Гришин собирается в обратный путь. Я проверяю, хорошо ли он запомнил мое донесение в Реввоенсовет. Весело, не сбиваясь, он отвечает на все мои вопросы.
— Как «отчу наш» знаю, — хвастает Матюша. — Спервоначалу в Яндыках к Плеханову пойду, а потом, ежели нужно, то и в Астрахань, к Кирову смотаюсь.
Перед его уходом я вылезаю из подпола. Хозяин, хозяйка, Степка, старуха Домна, Матюша — все по обычаю садятся кто куда: на сундук, кровать, табуретки, и только мне, как гостю, подвигают почетный, единственный в доме, венский стул. Минуты три мы молча сидим, потом Матюша встает, все поднимаются и, поворачиваясь к образам, быстро крестятся. Гришин еле заметно усмехается и толкает меня локтем в бок. Потом все шумно, по очереди, обнимают его. Прощаясь в сенцах со мной, он говорит:
— Возвернешься назад, заходи до меня. Белорыбицы поедим, самогону выпьем, погутарим, — и исчезает за дверью.
Снова лезу в подпол. Надо мною, слышу, кричит проснувшийся ребенок, старуха Домна молится вслух. Это она оберегает Матюшу в пути. Степка шумно укладывается спать. Потом все стихает. Время тянется долго и нудно.
* * *
Уходим мы со Сгепкой задолго до рассвета. Новый проводник мал ростом, очень пуглив, притом неимоверный хвастун и враль. Его бахвальство порою смешит, а порою и злит меня.
— Я, товарищ дорогой, не гляди, что малый ростом, а я, ух, дюже какой сильный. Храбрей мене во всем Бирюзяке нету. Когда осерчаю, могу коня одною рукой удержать. А то раз подрались мы с ребятами. Их шашнадцать, а нас трое. Ну, мои два дружка было бежать... Я их срамлю: куда вы, сукины дети, стойте, мы их сейчас всех в воду покидаем. А встренулись мы с ними возле моста. Ну, мои, хочь и сробели, однако стоят. Кинулись те на нас, а я, как впереди всех был, ра-аз это Махоткину по морде — он кувырк с каблуков да прямо в воду...
— Это кто ж такой Махоткин? — интересуюсь я.
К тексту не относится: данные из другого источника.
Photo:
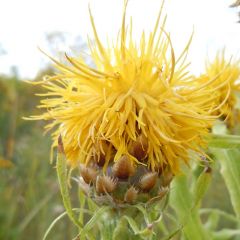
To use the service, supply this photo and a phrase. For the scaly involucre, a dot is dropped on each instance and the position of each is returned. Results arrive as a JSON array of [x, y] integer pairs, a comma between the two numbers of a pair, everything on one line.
[[136, 90]]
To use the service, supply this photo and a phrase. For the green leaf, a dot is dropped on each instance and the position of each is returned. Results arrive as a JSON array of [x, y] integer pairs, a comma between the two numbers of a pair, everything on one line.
[[59, 218], [63, 182], [225, 234], [201, 185], [181, 201], [224, 141], [230, 170], [121, 231], [93, 221]]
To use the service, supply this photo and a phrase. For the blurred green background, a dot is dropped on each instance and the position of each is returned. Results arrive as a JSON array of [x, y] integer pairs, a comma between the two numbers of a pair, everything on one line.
[[29, 193]]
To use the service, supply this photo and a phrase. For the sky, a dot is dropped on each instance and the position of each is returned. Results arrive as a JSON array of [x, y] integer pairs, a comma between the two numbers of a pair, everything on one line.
[[24, 25]]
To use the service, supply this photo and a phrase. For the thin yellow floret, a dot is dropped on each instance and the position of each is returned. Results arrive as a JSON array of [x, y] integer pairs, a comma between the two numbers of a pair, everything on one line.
[[134, 88]]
— А Ванька, Степан Ильича Махоткина сын. У них дом с петухом посередь самой улочки стоит. Самый из их лютый, вроде атамана у всех парней стоит. Да-а! За им подбегает Тришка, Прохора Косого сын. Я ему к-аа-к хрясь, а он ногами вверх — бултых в воду. Аж круги пошли. А за им Федька Тупякинский, что отец в позапрошлом годе на тюлене утонул... Ну, я...
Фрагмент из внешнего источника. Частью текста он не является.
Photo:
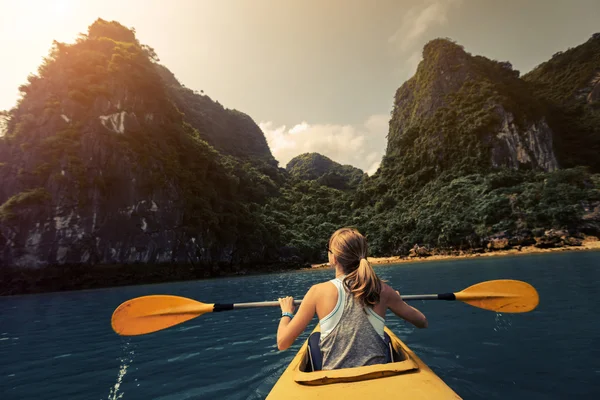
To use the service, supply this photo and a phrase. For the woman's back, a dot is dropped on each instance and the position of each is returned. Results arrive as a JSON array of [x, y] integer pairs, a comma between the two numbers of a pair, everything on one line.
[[351, 334], [351, 312]]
— ...хрясь ему, а он с копыт — раз и в воду. Так, что ли? — перебиваю я его.
— Правильно. А ты откуда знаешь? — удивляется Степка, переставая отчаянно махать рукой.
— Врешь ты все, приятель.
— Не вру... вот смотри, и досе рука в мене пухлая от той драки, — показывает он мне свой довольно грязный кулак. — Шутки, что ли, двадцать пять человек одному в воду покидать, — убеждает он меня.